Decisão Judicial sobre Perseguição Política
A Justiça Federal determinou que a União e o Estado de São Paulo indenizem uma mulher que foi vítima de perseguição política durante a ditadura militar, totalizando R$ 300 mil. Os magistrados entenderam que a responsabilidade do Estado é objetiva, uma vez que os danos foram causados por agentes públicos da época. Documentos oficiais e testemunhos corroboraram a narrativa de que a mulher sofreu tortura e prisões ilegais.

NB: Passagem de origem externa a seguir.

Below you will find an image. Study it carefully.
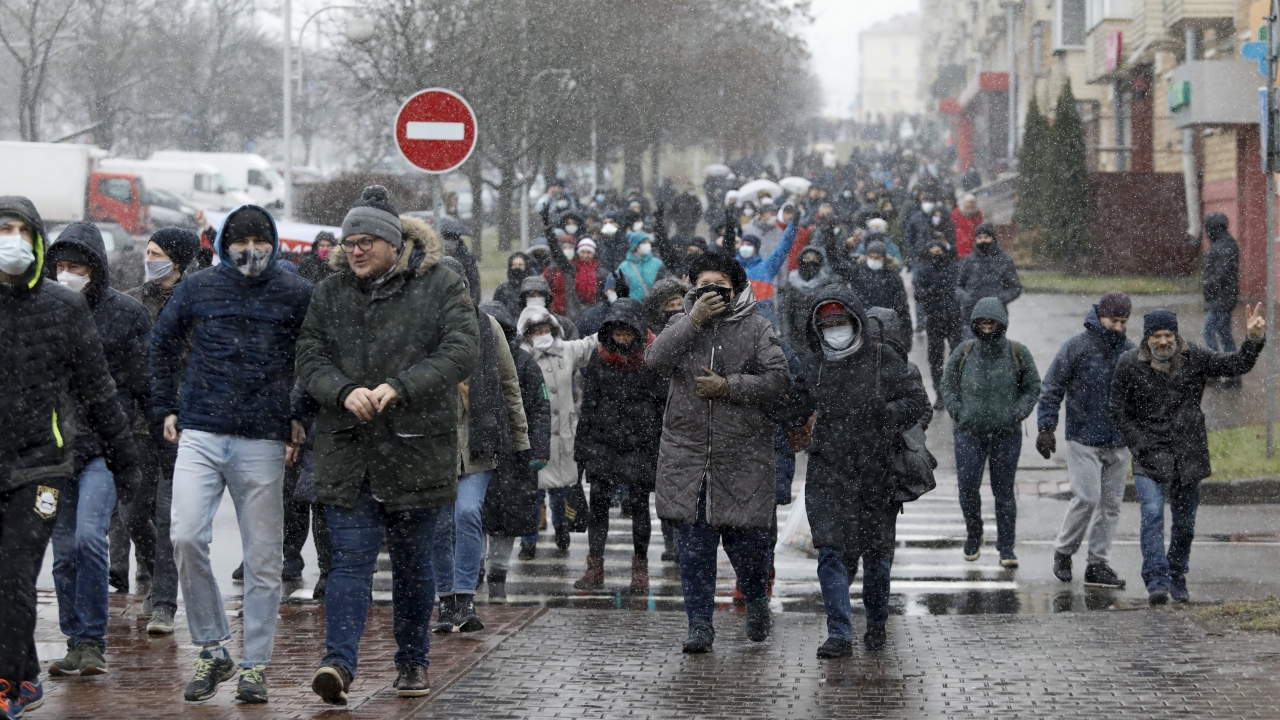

O juiz federal convocado Paulo Alberto Sarno, relator do acórdão, fundamentou a decisão ao afirmar que “o dano moral comprovado foi resultado da conduta dos policiais do Departamento de Ordem Política e Social (Dops), que naqueles anos atuavam como servidores do Estado de São Paulo, e do próprio regime militar que facilitou a execução de diversas arbitrariedades, privando a autora de liberdades fundamentais e infligindo violências físicas e morais”.
A autora, que era estudante na Universidade de São Paulo (USP), enfrentou uma dura realidade após a edição do Ato Institucional nº 5. Entre 1968 e 1971, ela foi presa e submetida a torturas severas, incluindo choques elétricos e até uma aplicação de éter no pé. Tais experiências, segundo o relator, geraram danos morais evidentes, manifestados pela dor e sofrimento decorrentes da violência, da privação de liberdade, da perseguição policial e da perda de sua rotina e vínculos familiares.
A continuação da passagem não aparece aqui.